At Prime Minister’s Questions in the Commons, Mr Hendry, MP for Inverness, Nairn, Badenoch and Strathspey, said L/Cpl Omondi had “uncontested custody” of his daughter.
“Despite visiting her as often as he can she has been denied a visa because the Home Office claim he hasn’t spent enough time with her,” Mr Hendry said.
“The problem is prime minister, Dennis is a serving soldier in the British Army, he’s stationed at Fort George and has served tours in Afghanistan, Iraq and Cyprus at the behest of the UK government.”
The SNP MP asked the prime minister if she thought the “situation is fair” and if she would look into how to “reunite this loyal soldier and loving father with his daughter”.
Mrs May replied by thanking L/Cpl Omondi for his service in the British Army and said Home Secretary Sajid Javid would look at the case.
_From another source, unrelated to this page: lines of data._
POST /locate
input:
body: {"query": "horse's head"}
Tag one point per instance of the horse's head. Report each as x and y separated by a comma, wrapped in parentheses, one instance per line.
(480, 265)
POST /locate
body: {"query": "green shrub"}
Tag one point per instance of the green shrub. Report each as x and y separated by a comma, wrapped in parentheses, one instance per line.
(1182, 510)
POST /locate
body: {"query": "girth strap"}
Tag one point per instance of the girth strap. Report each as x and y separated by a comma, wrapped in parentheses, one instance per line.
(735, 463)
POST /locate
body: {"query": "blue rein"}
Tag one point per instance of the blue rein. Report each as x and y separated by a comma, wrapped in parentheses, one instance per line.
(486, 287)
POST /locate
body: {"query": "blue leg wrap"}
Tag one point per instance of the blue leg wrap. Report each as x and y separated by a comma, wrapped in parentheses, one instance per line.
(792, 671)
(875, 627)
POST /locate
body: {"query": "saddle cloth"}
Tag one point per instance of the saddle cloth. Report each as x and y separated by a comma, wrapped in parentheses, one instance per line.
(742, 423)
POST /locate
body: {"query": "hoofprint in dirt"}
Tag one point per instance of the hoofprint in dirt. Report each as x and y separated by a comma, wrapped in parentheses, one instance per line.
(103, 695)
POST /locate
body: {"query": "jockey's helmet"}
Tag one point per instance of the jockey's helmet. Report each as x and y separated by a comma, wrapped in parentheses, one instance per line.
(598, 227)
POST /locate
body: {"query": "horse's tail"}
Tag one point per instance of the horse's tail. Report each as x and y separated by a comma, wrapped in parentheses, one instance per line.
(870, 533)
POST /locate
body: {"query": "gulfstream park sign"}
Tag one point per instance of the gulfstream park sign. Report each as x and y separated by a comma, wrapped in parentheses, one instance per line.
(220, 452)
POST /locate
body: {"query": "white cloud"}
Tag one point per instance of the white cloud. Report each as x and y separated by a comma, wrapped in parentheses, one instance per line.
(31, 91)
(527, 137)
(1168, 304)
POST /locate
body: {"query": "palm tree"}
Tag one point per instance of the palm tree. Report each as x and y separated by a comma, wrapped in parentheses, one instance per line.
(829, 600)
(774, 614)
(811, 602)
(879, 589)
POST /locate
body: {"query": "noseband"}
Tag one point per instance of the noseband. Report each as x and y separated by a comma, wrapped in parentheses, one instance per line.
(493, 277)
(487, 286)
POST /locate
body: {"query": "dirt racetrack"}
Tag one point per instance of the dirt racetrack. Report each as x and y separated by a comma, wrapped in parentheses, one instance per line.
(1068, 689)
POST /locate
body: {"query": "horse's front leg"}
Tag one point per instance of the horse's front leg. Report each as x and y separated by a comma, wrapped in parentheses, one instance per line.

The soldier applied for an entry clearance application for a child in early November which was rejected by the Home Office on November 28.
He has appealed and now faces the prospect of having to reapply and face additional legal fees. According to the SNP, for some years L/Cpl Omondi was unaware he had a daughter. But he had travelled to Kenya every year to see her since he learned of her existence in 2012.
He has also paid for her boarding school fees.